Dans les années 1950, Dalla parte di lei (1949) – premier roman de Céspedes à être édité, en 1952, aux États Unis – et Quaderno proibito (1952) jouissent d’une grande diffusion. Ce dernier rencontre le public japonais en 1956 et cet événement la poussa à une réflexion sur le caractère universel de la parole littéraire : «Si l’on comprend mon livre au Japon, c’est le signe de son universalité, c’est le signe que je n’en suis pas réduite à écrire sur mon village ou sur mon Pays, dans mon coin. J’en suis très heureuse […]. Parce que quand je vois qu’une personne d’un pays très lointain, où l’on ne parle pas ma langue, vient et me dit : «je prépare une thèse sur vous en japonais, je suis contente». 

 

Un succès consolidé.

Dans les années 1960 et 1970, les pays dans lesquels les œuvres d’Alba de Céspedes jouissent d’une forte diffusion sont facilement identifiables.

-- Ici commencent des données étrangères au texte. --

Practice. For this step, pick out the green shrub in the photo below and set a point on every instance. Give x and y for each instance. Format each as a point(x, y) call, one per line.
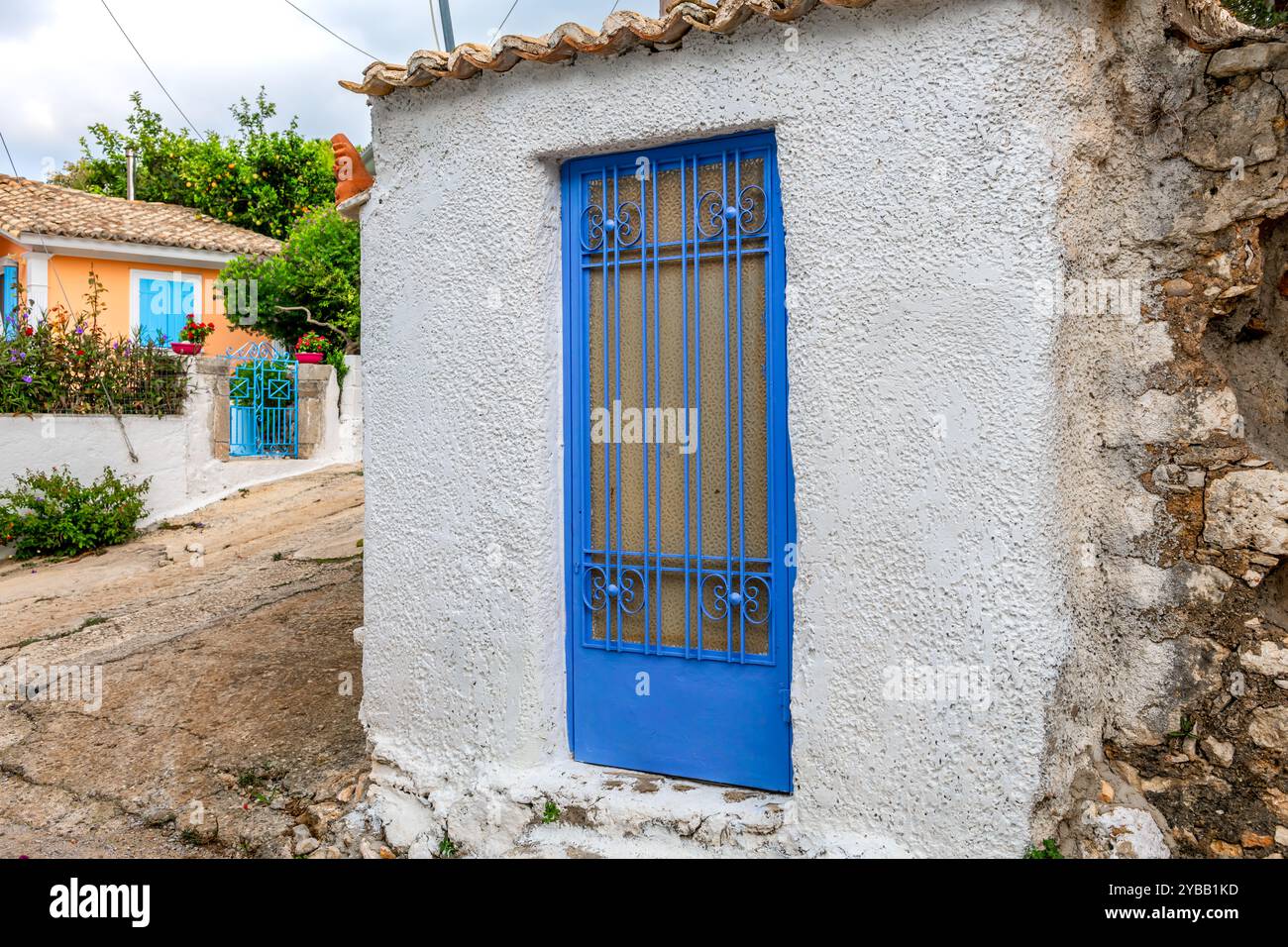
point(65, 364)
point(1050, 849)
point(318, 270)
point(259, 179)
point(54, 514)
point(1260, 13)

Parmi ceux-ci, à la première place, la France, où ses œuvres percent tardivement – son roman Nessuno torna indietro y est traduit onze ans après sa sortie en Italie -, mais où elles rencontrent un grand succès surtout grâce au travail des traducteurs Juliette Bertrand et Louis Bonalumi. Durant ces mêmes-années, on traduit et réédite Céspedes avec régularité en Allemagne Fédérale, alors qu’en 1971, La bambolona paraît chez Aufbau et devient la seule édition publiée en Allemagne de l’Est. 

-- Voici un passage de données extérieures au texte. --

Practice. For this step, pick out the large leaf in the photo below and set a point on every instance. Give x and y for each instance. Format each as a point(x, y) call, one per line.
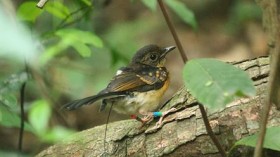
point(215, 83)
point(28, 11)
point(272, 139)
point(39, 116)
point(183, 12)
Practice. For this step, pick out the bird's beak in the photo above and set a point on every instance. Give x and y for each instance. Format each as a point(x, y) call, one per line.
point(166, 50)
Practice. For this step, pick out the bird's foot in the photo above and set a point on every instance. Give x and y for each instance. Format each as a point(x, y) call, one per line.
point(163, 114)
point(145, 120)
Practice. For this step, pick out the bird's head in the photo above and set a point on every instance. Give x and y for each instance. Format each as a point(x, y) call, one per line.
point(152, 55)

En Espagne, la diffusion des œuvres de Céspedes est assurée par les éditeurs Ediciones G. P. et José Janés, avec lequel l’écrivaine noue des rapports personnels : «Aujourd’hui j’ai reçu pour le brunch mon éditeur espagnol José Janés et sa fille. On m’en avait beaucoup parlé et je ne le connaissais pas encore. Sympathique et téméraire: il publiera une édition de luxe de mes œuvres dans la collection «los Maestros de Hoy», une sort de «Pléiade» ;  une très belle collection dans laquelle on compte parmi les plus grands noms de la littérature mondiale. Même si j’en suis flatté, il s’agit malgré tout d’un engagement qui me pèse. Je dois lui demander cependant de revoir toutes les épreuves parce que Nessuno a été traduit dans une édition qui n’a pas été encore revue» (Journal, 24 septembre 1958). 

 

De 1985 à nos jours.

Jusqu’en 1985, Alba de Céspedes suit personnellement le flux intense et constant des traductions de ses œuvres. Dans les années qui suivent, l’attention se fait plus lâche à mesure que la fréquence et le nombre des éditions à l’étranger ralentissent. Deux traductions, sorties toutes les deux en 1991, font toutefois figure d’exception : l’édition cubaine de Quaderno proibito et une nouvelle version de Nessuno torna indietro publiée en Hongrie. Après sa mort en 1997, de Céspedes disparaît de la scène internationale, sauf en Iran où Bahman Farzaneh la fait connaître en traduisant ses œuvres complètes – toutefois Quaderno proibito y avait déjà fait l’objet d’une traduction dès 1966. De manière plus sporadique, les quelques nouvelles traductions des œuvres de Céspedes regardent en réalité de nouveaux pays et de nouvelles langues comme l’attestent les publications de la Bambolona au Sri Lanka en 2003 et de Quaderno proibito en Albanie en 2007. En 2019, le récit Invito a pranzo – paru en Italie en 1955 – rejoint The Penguin Book of Italian Short Stories dirigé par Jhumpa Lahiri, «a landmark collection [which] brings together forty writers that reflect over a hundred years of Italy’s vibrant and diverse short story tradition».